Migrate a Parquet data lake to Delta Lake

This article provides recommendations for converting an existing Parquet data lake to Delta Lake. Delta Lake is the underlying format in the Databricks lakehouse. See What is Delta Lake?.

Considerations before converting to Delta Lake

Your Parquet data lake likely has a partitioning strategy that has been optimized for your existing workloads and systems. While you can convert to Delta Lake and maintain this partitioning structure, over-partitioned tables are one of the main culprits that cause slow workloads on Delta Lake. See When to partition tables on Databricks and guidelines for adapting Spark code to Databricks.

You also need to consider whether or not the data being converted is still growing, as well as how frequently data is currently being queried. You might choose different approaches for different Parquet tables in your data lake.

Approaches to Delta Lake conversion

The following matrix outlines the four main approaches to converting a Parquet data lake to Delta Lake and some of the trade-offs. To clarify each column:

  • Incremental: Denotes functionality that supports converting additional data appended to the conversion source after conversion has begun.

  • Duplicates data: Indicates whether data is written to a new location or modified in place.

  • Maintains data structure: Indicates whether the partitioning strategy is maintained during conversion.

  • Backfill data: Denotes functionality that supports backfilling data that has been added to the conversion source after conversion has begun.

  • Ease of use: Indicates the level of user effort to configure and run the data conversion.

Method

Incremental

Duplicates data

Maintains data structure

Backfill data

Ease of use

Deep CLONE Parquet

Yes

Yes

Yes

Yes

Easy

Shallow CLONE Parquet

Yes

No

Yes

Yes

Easy

CONVERT TO DELTA

No

No

Yes

No

Easy

Auto Loader

Yes

Yes

No

Optional

Some configuration

Batch Spark job

Custom logic

Yes

No

Custom logic

Custom logic

The following sections discuss each of these options in greater depth.

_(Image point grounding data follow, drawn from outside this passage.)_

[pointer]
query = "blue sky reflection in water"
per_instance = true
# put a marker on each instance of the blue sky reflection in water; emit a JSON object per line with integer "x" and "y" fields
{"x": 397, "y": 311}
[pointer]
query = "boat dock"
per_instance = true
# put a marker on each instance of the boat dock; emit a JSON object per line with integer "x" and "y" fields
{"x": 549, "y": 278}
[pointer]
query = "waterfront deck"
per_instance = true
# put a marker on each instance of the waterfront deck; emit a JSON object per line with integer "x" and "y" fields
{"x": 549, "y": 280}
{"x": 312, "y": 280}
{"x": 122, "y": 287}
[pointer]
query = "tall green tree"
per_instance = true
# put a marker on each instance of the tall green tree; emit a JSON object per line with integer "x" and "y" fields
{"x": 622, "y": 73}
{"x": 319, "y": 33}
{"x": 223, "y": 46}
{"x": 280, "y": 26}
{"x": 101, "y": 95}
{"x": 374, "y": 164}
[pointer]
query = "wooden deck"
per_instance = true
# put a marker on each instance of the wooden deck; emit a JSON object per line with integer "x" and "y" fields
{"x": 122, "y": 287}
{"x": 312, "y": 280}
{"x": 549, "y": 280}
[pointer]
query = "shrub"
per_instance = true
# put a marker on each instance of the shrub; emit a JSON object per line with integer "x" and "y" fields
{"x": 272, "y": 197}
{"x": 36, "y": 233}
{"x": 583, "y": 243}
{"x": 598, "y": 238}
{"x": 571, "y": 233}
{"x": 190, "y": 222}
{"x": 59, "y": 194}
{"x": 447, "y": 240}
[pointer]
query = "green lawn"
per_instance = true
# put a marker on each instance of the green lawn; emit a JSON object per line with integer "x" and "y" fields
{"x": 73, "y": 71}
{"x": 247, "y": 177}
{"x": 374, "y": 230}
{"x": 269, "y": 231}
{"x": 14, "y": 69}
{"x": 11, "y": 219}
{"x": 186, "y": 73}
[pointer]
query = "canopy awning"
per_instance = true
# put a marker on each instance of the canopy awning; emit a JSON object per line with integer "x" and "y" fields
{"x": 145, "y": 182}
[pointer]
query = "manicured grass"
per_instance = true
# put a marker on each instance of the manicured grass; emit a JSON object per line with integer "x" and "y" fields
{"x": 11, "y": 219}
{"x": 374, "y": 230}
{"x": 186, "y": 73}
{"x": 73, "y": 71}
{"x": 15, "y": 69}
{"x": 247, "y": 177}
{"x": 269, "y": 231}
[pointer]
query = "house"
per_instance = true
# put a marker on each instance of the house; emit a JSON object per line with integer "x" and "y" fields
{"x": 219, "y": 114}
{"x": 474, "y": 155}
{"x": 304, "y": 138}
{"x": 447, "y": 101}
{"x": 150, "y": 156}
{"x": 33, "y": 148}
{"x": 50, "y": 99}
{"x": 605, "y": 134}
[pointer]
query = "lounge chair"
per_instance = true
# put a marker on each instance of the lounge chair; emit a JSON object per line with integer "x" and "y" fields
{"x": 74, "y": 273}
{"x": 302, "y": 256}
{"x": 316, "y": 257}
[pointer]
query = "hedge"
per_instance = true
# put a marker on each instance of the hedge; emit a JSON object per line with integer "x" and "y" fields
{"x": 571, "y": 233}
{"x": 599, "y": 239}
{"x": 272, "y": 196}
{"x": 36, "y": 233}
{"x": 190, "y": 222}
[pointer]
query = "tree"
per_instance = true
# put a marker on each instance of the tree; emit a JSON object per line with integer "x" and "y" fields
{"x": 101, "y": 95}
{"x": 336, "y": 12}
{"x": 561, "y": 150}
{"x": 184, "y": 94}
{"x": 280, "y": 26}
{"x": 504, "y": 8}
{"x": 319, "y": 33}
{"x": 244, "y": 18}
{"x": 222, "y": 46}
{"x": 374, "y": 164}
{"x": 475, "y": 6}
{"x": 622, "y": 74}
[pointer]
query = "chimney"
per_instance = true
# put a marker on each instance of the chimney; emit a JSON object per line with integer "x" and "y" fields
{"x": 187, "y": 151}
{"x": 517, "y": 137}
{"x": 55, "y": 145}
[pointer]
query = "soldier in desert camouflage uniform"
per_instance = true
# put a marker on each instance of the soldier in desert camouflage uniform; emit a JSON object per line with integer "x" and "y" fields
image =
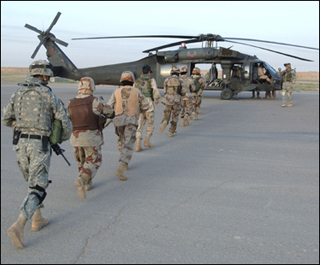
{"x": 128, "y": 102}
{"x": 187, "y": 99}
{"x": 174, "y": 87}
{"x": 86, "y": 115}
{"x": 200, "y": 84}
{"x": 31, "y": 112}
{"x": 289, "y": 79}
{"x": 148, "y": 87}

Migrate Parquet data with CLONE Parquet

You can use CLONE Parquet to incrementally copy data from a Parquet data lake to Delta Lake. Shallow clones create pointers to existing Parquet files, maintaining your Parquet table in its original location and format while providing optimized access through collected file statistics. You can write to the table created by a shallow clone without impacting the original data source.

Deep clone copies all data files from the source to a new location while converting to Delta Lake. Deep clone allows you to incrementally detect new files, including backfill operations, on subsequent execution of the logic. See Incrementally clone Parquet and Iceberg tables to Delta Lake.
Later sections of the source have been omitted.